My ability to keep social information to myself didn’t begin until my addiction journey started. Even though, I would become emotionally upset when suspecting others shared information, I had shared. One of my first steps was understanding how hurtful gossiping can be to others. Along with the inability to build trust with a big mouth. I thought it was a key toward being accepted and getting attention from people. If I was the person who was seen as trusted, friends would come to me for information. It made sense that my willingness to carefully dispense of it, would keep them coming back for more info. It turned out to be another form of illogical emotional thinking about relationships. The realization that I was using people, just as I was being used, was challenging to accept. In the end, the behavior I thought to be getting me attention, was getting me disrespected. The feeling of that disrespect only contributed to an anger issue, trying to be hidden. Instead of making myself into the center of attention, which I inappropriately strived to be, my behavior made me into a joke. The only way it seemed to curb the pattern was to take on the fantasizing challenge. After finding it to be a major participant in my irrational social beliefs. It took some time along the walk of being clean to understand the impact of my choices. But, once I could own up to the chaos I was creating, things turned more positive. The interesting part of my first section of the journey was it being done in basic solitude. I pulled away from most of my friends. Now, the return has me a bit confused.
Relationships seem to be at the corner of many of our lives. They help support us in so many of the things we do daily. If someone had told me to begin my healing journey, my social relationships would change, I don’t know what would have come to mind. Other than, my thinking that many of them would improve dramatically. It has been found to be true, many of my relationships have shown improvement.

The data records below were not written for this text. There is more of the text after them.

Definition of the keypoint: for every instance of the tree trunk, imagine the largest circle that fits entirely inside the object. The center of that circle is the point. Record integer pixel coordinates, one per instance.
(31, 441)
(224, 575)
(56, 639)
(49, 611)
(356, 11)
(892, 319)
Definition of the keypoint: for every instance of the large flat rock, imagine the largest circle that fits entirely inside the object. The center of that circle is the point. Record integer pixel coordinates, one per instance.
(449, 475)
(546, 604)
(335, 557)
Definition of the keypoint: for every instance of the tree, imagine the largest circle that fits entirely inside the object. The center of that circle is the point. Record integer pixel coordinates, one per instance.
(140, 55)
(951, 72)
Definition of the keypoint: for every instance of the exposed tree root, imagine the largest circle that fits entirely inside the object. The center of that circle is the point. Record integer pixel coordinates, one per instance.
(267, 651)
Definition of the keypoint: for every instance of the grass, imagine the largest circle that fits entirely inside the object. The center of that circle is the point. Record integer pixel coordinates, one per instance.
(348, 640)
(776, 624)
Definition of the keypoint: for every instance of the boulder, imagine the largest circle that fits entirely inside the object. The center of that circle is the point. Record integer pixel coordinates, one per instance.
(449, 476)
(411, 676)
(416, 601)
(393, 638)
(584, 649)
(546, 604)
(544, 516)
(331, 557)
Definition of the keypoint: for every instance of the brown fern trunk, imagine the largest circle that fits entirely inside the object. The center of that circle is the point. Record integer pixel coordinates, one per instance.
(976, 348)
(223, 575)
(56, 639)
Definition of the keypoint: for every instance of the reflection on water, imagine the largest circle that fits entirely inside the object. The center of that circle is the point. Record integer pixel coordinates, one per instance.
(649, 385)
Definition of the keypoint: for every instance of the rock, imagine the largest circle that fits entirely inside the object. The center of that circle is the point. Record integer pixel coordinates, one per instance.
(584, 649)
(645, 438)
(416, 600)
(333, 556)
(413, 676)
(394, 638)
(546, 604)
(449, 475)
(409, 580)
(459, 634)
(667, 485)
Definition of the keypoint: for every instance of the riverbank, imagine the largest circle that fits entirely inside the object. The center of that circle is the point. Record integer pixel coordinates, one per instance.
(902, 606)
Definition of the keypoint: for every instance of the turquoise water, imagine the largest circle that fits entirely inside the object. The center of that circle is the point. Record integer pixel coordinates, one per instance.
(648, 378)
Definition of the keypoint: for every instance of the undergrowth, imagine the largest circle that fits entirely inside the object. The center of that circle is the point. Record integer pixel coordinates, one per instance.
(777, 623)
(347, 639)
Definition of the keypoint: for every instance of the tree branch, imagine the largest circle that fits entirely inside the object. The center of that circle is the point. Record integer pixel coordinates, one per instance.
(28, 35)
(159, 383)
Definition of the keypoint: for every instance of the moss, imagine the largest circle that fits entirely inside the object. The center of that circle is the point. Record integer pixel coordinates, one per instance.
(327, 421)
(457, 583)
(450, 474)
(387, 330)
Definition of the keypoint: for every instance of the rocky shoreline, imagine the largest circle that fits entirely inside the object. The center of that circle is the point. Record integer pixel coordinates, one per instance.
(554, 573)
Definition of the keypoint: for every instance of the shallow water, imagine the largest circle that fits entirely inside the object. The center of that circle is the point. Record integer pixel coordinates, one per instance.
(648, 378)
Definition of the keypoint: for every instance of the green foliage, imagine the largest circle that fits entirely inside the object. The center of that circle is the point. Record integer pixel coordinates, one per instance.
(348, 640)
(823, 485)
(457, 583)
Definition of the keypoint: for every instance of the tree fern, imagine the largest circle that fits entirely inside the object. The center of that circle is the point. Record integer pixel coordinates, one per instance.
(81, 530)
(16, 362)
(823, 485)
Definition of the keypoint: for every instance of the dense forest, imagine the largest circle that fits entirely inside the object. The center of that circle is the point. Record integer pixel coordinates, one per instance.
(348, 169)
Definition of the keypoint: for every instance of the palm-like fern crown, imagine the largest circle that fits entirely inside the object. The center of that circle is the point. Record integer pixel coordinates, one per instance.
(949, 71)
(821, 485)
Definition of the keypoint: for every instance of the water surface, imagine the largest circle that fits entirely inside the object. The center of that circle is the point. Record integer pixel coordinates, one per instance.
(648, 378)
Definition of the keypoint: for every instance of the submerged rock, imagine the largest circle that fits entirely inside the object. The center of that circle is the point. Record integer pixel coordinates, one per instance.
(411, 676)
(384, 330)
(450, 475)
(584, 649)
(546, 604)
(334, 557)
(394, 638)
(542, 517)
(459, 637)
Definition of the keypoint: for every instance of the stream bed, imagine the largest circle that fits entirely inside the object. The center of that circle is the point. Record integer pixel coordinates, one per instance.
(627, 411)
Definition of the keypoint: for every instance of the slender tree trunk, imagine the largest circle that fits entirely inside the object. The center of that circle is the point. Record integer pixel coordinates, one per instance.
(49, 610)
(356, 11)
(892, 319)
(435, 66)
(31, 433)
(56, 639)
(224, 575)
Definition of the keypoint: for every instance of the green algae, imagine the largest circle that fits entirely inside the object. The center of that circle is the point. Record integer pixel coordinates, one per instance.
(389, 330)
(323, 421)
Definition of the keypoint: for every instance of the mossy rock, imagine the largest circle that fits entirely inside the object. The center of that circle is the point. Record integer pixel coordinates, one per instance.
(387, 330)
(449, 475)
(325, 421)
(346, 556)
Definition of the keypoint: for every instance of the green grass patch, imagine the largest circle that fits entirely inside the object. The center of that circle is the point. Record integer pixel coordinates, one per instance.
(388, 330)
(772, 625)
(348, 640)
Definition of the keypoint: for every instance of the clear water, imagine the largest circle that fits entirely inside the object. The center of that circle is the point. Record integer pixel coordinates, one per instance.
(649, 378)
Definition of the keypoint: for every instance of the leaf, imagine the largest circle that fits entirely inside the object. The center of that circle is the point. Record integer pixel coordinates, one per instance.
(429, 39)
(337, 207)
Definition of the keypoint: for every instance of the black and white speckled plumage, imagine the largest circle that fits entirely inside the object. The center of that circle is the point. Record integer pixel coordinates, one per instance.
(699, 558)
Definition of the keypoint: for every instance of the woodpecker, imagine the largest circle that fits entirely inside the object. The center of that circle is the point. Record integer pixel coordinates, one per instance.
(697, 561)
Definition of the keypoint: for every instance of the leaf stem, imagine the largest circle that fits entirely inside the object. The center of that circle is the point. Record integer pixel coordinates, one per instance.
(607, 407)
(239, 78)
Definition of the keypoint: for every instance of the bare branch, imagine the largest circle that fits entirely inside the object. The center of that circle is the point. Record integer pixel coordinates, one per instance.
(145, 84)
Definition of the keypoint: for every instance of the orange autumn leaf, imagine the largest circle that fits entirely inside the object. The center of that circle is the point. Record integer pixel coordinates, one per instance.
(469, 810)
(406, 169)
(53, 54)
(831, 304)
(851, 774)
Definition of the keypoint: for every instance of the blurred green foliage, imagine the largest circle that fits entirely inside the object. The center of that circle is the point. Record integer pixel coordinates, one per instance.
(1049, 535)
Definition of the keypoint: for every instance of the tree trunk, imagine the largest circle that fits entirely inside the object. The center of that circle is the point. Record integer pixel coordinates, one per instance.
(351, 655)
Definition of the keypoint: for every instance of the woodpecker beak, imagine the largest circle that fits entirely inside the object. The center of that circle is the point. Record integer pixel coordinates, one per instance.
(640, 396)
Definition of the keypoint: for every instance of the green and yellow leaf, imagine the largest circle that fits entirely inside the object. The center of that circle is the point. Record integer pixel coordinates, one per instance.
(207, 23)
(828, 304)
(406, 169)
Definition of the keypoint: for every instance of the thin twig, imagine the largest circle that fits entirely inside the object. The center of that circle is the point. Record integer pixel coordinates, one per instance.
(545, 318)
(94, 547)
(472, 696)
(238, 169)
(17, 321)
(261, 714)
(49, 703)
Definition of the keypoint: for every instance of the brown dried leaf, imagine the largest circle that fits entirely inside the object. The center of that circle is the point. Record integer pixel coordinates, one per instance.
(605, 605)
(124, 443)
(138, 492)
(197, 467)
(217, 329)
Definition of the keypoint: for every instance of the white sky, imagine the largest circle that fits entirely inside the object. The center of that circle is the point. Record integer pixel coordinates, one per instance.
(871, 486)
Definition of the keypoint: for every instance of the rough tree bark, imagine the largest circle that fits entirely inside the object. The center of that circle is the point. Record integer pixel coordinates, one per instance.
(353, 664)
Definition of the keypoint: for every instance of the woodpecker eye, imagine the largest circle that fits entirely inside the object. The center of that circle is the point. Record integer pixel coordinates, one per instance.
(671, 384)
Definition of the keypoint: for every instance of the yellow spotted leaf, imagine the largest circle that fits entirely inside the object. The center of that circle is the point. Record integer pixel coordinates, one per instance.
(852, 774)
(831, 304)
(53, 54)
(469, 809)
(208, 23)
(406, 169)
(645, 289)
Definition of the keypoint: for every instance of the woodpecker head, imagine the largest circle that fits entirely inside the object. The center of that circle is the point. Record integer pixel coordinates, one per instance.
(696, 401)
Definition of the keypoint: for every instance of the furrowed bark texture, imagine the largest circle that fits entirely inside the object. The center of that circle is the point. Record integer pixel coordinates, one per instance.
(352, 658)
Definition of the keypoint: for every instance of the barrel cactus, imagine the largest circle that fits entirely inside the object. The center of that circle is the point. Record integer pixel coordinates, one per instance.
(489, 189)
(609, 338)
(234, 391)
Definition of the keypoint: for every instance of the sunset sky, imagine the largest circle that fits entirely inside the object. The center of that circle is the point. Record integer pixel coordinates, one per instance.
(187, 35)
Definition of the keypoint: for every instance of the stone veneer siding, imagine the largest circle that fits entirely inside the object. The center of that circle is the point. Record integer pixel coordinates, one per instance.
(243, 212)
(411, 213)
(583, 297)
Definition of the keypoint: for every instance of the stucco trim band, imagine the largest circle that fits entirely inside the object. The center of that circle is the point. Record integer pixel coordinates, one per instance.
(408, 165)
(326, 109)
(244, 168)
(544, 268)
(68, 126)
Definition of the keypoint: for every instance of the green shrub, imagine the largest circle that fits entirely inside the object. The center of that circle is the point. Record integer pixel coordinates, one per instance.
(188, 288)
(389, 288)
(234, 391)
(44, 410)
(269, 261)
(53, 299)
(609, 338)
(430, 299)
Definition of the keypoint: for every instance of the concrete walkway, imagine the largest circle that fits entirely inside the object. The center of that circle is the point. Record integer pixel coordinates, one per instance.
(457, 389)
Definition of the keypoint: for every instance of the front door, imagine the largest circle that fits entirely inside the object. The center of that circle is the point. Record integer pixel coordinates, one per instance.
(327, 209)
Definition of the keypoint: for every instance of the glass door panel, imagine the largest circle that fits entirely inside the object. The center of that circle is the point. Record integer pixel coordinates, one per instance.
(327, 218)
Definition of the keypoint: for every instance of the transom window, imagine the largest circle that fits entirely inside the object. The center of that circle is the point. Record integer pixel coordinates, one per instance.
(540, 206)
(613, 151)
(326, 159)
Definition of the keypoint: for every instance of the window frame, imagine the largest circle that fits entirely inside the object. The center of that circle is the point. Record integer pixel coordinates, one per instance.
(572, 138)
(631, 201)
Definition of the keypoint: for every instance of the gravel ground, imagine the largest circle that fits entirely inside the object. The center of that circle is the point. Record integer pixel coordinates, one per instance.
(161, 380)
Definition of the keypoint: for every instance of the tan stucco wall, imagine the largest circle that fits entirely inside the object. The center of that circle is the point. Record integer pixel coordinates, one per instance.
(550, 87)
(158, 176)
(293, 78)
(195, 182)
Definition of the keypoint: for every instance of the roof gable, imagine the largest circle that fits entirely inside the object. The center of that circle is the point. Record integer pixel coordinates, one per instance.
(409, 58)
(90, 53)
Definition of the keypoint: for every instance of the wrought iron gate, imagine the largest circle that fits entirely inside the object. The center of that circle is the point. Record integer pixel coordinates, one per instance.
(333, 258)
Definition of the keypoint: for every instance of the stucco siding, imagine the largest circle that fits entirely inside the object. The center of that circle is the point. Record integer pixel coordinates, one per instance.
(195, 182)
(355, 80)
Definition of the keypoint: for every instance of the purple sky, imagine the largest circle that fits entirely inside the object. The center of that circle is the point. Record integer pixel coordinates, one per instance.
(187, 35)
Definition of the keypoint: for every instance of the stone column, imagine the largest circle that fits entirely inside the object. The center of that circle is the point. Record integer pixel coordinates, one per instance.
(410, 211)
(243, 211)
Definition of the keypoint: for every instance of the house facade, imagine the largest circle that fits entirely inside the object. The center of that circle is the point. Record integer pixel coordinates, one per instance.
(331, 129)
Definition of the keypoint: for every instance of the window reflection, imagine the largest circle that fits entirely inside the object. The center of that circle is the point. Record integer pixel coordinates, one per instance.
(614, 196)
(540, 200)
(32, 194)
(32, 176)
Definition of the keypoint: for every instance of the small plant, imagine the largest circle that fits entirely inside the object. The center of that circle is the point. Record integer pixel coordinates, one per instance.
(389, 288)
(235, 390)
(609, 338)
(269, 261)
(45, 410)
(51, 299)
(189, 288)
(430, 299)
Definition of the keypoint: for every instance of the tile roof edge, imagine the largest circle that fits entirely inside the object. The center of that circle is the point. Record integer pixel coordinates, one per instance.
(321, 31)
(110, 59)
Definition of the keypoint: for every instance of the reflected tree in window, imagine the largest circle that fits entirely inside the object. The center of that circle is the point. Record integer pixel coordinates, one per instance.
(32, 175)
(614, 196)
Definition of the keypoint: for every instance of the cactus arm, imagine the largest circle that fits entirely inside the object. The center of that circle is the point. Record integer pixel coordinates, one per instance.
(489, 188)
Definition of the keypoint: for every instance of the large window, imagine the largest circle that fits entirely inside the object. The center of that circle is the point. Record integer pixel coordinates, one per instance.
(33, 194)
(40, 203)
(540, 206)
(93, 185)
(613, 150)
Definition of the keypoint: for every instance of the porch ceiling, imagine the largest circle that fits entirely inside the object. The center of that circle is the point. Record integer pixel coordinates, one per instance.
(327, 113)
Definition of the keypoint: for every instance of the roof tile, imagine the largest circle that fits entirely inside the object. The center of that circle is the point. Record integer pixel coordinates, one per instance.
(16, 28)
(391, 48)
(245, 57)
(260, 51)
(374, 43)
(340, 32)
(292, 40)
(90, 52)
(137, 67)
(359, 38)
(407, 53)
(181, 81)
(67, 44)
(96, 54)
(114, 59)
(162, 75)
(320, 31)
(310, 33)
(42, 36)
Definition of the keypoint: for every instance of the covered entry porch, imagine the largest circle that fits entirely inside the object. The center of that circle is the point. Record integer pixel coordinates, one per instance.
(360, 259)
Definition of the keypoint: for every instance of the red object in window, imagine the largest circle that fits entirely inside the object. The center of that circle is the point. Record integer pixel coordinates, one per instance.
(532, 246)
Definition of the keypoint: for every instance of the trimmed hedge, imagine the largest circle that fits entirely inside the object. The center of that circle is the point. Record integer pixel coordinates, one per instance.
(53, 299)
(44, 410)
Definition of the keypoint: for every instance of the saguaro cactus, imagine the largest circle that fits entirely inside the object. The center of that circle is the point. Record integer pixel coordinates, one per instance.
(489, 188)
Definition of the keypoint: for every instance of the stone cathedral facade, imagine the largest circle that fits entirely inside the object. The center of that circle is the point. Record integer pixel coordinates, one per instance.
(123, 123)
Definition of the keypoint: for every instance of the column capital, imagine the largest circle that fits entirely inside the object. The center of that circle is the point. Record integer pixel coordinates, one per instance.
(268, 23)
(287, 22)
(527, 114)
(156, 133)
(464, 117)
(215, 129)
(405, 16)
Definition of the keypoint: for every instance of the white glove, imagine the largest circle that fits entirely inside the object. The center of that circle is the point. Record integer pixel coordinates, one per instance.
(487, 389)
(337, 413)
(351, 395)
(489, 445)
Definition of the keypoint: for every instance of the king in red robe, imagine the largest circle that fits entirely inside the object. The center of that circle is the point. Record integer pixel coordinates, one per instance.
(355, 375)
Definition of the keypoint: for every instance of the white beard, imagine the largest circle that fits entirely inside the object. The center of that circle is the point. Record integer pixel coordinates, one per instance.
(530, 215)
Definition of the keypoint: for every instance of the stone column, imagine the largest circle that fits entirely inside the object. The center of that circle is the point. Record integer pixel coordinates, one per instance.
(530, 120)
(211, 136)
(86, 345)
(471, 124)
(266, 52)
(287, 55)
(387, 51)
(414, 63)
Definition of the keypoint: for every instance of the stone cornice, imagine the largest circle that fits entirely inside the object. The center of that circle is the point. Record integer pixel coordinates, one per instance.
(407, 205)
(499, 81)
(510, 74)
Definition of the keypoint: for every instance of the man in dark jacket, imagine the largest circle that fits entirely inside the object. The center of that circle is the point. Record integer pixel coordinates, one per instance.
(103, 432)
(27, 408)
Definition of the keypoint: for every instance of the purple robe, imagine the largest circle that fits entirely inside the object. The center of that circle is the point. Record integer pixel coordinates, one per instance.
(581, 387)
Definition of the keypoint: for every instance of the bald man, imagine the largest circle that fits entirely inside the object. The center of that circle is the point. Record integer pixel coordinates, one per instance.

My addictive behavior was causing instability in my personality. Making me challenging to be around within many situations. I had a lot of growing to accomplish. I didn’t realize, not all of my relationships would fall into such a positive category. Some would struggle with the idea of my stripes changing. Seemingly wanting me to remain inside the dysfunctional bubble I had occupied for years. Those relationships can be full of triggers, having me fall into feelings of temptation. The saddest part of my journey seemingly requires me to look at these relationships unapologetically. If they aren’t helping the forward progress of my path, maybe they need to end. I am starting to learn how to let go of striving for acceptance at any cost. Proving to myself that I have worth. However, within the process of increasing self-esteem, we might gain the ability of seeing social connection with more clarity. Now, the knowledge of understanding when to let go, requires developing.